I remember when my father was dying from a brain tumor known as glioblastoma, the very same type that killed Sen. John McCain, an encounter I had with a stranger over shark cartilage. I was staying in a hotel near the hospital when this guy struck up a conversation asking what brought me there. Telling him about my dad he excitedly snapped his fingers and almost shouted, “Shark cartilage!”

“Excuse me?”

“Shark cartilage! That will cure him!”

There were people who believed because sharks don’t get cancer their cartilage had protective and curative properties that could cure cancer in humans. Of course it turned out sharks do get cancer and the entire thing was a myth.

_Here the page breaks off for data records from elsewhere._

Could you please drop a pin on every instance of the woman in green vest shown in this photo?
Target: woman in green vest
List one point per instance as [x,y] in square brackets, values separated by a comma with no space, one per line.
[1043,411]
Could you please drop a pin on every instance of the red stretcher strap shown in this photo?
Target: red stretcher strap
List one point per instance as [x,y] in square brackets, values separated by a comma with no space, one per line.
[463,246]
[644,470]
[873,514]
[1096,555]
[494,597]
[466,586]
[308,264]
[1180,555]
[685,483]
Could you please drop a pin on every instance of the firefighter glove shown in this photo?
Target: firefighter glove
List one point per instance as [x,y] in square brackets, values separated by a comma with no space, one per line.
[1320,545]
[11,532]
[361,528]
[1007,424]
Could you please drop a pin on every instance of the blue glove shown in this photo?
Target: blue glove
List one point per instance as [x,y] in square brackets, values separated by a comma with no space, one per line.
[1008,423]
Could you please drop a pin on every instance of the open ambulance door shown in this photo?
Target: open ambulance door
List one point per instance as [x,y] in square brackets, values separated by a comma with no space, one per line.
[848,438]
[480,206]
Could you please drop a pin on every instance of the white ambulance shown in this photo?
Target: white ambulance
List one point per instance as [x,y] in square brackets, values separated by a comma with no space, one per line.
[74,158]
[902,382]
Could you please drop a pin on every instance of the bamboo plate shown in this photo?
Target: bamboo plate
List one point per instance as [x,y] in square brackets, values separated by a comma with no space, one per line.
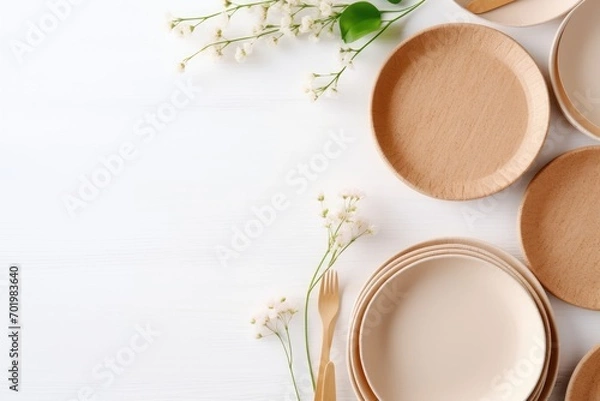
[467,247]
[585,382]
[569,110]
[575,58]
[460,317]
[526,12]
[559,227]
[460,111]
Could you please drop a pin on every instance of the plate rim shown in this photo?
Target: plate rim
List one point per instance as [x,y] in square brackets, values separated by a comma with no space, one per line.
[545,107]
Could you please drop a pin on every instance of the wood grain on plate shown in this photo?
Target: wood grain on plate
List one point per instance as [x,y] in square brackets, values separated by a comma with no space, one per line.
[460,111]
[560,227]
[526,12]
[585,382]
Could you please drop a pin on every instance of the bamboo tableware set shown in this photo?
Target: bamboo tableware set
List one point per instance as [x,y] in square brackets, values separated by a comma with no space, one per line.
[461,111]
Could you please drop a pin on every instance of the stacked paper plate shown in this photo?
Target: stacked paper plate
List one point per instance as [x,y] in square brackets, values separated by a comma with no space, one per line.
[574,67]
[453,320]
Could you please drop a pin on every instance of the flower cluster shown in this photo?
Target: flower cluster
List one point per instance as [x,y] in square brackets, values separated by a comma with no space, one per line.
[344,225]
[278,19]
[274,19]
[275,319]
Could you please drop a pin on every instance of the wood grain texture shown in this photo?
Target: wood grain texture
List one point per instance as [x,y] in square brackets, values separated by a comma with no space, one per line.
[483,6]
[585,382]
[460,111]
[559,225]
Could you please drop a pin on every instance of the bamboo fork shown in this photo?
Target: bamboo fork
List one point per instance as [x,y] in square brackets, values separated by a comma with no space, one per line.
[329,307]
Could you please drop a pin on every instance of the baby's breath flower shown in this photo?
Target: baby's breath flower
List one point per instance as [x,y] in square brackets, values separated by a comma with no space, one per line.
[325,8]
[307,24]
[240,55]
[184,30]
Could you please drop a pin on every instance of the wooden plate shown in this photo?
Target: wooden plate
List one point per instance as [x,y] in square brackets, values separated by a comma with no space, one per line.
[559,226]
[527,12]
[585,382]
[577,58]
[460,111]
[462,247]
[569,110]
[460,320]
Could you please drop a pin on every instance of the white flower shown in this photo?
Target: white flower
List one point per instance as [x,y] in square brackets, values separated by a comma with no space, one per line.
[240,55]
[247,47]
[171,21]
[352,194]
[325,8]
[217,34]
[223,19]
[216,52]
[272,41]
[308,83]
[307,24]
[286,26]
[331,92]
[184,30]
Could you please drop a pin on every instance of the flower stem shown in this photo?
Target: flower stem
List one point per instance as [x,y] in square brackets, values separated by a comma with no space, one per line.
[290,360]
[306,305]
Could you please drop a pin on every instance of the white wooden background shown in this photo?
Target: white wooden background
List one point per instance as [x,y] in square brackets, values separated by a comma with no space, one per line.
[143,250]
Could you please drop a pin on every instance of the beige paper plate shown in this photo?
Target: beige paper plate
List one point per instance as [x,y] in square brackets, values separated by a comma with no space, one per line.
[527,12]
[461,318]
[460,111]
[575,58]
[411,256]
[569,110]
[585,382]
[548,379]
[560,227]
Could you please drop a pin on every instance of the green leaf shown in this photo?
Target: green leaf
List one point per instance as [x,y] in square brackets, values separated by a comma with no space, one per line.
[359,19]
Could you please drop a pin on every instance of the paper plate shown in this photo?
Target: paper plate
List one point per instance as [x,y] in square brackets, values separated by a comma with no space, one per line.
[559,227]
[526,12]
[468,247]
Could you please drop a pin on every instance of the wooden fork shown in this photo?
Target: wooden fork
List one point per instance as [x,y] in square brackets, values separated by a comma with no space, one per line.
[329,307]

The same lunacy is now in play with coronavirus, specifically COVID-19. As the New York Post points out, many nut jobs are crawling out of the woodwork offering cures. Don’t believe a damn one of them.

There’s the lawmaker in India from the Bharatiya Janata Party who implied coronavirus can be cured by bathing yourself in cow urine and cow dung. In reality the World Health Organization wants you to know there’s a possibility this virus might even spread through feces so for the love of God don’t try it.

Televangelist Pat Robertson spewed inaccuracies recently when saying sauerkraut, since it can improve your gut health, could save you from COVID-19.

“If your gut is healthy, you don’t have to worry about corona, All that stuff, and you’re not gonna be sick from the coronavirus. That’s what’s so important.”

Meanwhile qAnon is a far right-wing conspiracy theory involving a “deep state” trying to take down President Trump. Well many of these same people also have feelings about bleach according to the New York Post. The folks behind qAnon think if you drink bleach you can cleanse yourself not only of coronavirus but of cancer and AIDS. What does the World Health Organization think of this? They say drinking anything with bleach in it can cause “severe vomiting, severe diarrhea, life-threatening low blood pressure caused by dehydration and acute liver failure.”

So again, don’t.

The South China Morning Post reported some folks believe holding exactly 7 peppercorns under the tongue wards off COVID-19.

It won’t.

Bottom line is trust real science. Unless laughter is the best medicine, these quacks will get you nowhere.